スーパーや展示会場において、どのようなレイアウトを設計するかは非常に難しい問題だ。
これまでの経験則によるレイアウトの基本はすでに熟知されているだろうが、どれも同じような設計になってしまっては、個性や独自性が表現できない。
そして、もしかするとさらに効果的に人の流れを把握したレイアウトが存在するかもしれない。そうした人の流れ、行動や関心度を測定できる技術をNECが開発した。
NECの開発した行動センシング技術では、センサの再調整が不要で長期間の安定動作が可能な、参照型無線LAN測位方式を採用している。

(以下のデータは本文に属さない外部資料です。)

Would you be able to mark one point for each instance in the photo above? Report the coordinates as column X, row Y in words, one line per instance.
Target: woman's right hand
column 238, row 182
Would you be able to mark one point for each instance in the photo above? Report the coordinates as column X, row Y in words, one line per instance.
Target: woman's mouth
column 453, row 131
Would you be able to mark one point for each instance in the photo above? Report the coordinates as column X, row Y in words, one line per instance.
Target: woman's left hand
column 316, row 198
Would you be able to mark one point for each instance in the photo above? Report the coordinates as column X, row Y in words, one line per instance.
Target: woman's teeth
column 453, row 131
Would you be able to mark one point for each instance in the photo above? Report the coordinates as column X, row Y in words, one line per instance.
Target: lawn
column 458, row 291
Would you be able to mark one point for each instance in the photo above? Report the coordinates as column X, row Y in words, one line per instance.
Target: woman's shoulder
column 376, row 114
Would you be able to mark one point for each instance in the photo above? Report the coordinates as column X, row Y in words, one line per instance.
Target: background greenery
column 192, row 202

本方式では、人の位置を3mの分解能(正解率:86%以上)で高精度に検出可能。人や物の動きなどの影響で、測定開始から数日または数十分で大きく性能が低下する場合があった従来の無線LANによる測位方式に比べ、本方式では、事前に収集した電波強度(基準データ)と、据置型多機能センサで常時収集する電波強度(参照用データ)とを比較し、補正しながら位置を算出することで、安定した高精度測位を実現した。
携帯電話に内蔵された加速度センサを用いて、場所や物に対する関心の強さを推定する行動ベース関心度推定方式を開発。建物内へセンサを多数設置したり、人体へのセンサ装着が必要だった従来方式に比べ、本方式では、すでに多くの携帯電話に搭載されている加速度センサを利用している。

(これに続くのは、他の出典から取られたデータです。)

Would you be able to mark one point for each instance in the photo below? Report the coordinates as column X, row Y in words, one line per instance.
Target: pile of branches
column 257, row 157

従来の「商品を触る」など直接的な動作で識別していた関心度に比べ、加速度センサの出力データに基づいて歩行や停止などの動作を識別し、その発生回数や持続時間から関心度を算出することができるため、導入の手間を大幅に削減している。
据置型多機能センサに内蔵された人感センサを用いて、5m四方のエリアに滞在している人の数を誤差1人以下で推定する方式を開発。従来のカメラで撮影した画像を処理する方式等に比べ、本方式では、センサの反応回数や反応持続時間を統計処理した値からエリア内に存在する人の数を類推する方法により、小型・安価な人感センサを用いながら、高精度での滞在人数推定を実現した。

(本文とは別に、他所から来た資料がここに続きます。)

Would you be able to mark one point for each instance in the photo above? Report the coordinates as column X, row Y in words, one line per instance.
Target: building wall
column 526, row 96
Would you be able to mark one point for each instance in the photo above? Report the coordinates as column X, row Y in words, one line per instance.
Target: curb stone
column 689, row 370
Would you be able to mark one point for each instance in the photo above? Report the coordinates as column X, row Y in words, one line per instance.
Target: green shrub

本成果の一部は、平成21年度にNECが参画していた経済産業省「ITとサービスの融合による新市場創出促進事業(e空間実証事業)」の一環として研究開発を行ったものである。
今回開発した技術ならびに実証内容は、2010年9月7日から9日まで九州大学伊都キャンパスで開催される「第9回情報科学技術フォーラム(FIT2010)」で、7日に発表が予定されている。